Fig. 5: Aβ expression in primary rat cortical neurons and RA-differentiated SH-SY5Y cells treated with GA and exposed to XE-991.

A, C, E Quantification and B, D, F representative pictures of Aβ expression. The protein Aβ was detected by immunofluorescence staining (A–D) and western blot (E, F).
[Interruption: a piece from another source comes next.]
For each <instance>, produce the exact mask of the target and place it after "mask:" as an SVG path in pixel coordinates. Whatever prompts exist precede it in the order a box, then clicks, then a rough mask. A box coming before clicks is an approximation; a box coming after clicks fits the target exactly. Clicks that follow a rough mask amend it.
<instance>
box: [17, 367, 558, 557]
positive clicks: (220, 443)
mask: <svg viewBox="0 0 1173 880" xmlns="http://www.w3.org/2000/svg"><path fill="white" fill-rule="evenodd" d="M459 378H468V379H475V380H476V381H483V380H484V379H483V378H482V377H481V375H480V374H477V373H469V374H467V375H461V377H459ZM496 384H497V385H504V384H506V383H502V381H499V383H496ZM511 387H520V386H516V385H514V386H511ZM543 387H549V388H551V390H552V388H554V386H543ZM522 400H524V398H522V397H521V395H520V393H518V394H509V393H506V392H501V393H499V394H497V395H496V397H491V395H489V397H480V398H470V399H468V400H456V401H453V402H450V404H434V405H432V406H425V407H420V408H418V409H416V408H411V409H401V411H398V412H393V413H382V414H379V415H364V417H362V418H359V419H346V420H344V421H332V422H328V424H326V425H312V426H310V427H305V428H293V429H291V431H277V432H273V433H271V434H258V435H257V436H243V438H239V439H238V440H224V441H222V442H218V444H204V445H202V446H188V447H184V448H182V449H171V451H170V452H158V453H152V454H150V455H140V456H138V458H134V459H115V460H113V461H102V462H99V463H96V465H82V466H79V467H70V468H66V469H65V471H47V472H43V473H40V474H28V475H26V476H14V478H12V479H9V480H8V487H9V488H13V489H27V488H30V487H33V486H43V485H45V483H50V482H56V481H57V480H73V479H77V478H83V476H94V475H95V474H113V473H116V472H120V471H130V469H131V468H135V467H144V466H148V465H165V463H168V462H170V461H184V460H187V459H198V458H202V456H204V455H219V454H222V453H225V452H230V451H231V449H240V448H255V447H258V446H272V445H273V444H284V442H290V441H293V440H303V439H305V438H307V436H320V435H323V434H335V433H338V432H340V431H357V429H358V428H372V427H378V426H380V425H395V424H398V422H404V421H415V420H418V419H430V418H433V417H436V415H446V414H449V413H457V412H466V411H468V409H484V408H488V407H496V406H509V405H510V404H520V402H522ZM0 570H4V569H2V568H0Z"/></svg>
F Immunoblotting analysis using the 6E10 antibody showed various sizes of bands corresponding to Aβ aggregates/oligomers (Aβ tetramers (Aβ_4mer) ~17, Aβ oligomers (Aβ_o) ~25, ~40, and >~50 kDa). ANT was used as loading control to verify mitochondrial isolation, and GAPDH was used as cytoplasmic marker. In each experiment both the intensity of fluorescence and normalized optical density values of Aβ were reported as control percentages. Scale bar 50 µM. Differences among means were evaluated by one-way ANOVA followed by Dunnett’s post hoc test. A F (2, 6) = 12.53. Each column depicts the mean ± S.E.M. of three independent experiments (50–100 cells for each experimental group were analyzed). *Significant versus all groups (p < 0.01 versus Ctl, p < 0.05 versus XE-991 + GA). C F (2, 15) = 21.49. Each column depicts the mean ± S.E.M. of six independent experiments (for each experimental group, 50–100 cells were analyzed). *Significant versus Ctl (p < 0.0001) and XE-991 + GA (p < 0.05); **significant versus Ctl (p < 0.01) and GA (p < 0.05). E F (2, 9) = 14.99. Each column depicts the mean ± S.E.M. of four independent experiments. *Significant versus all groups (p < 0.01).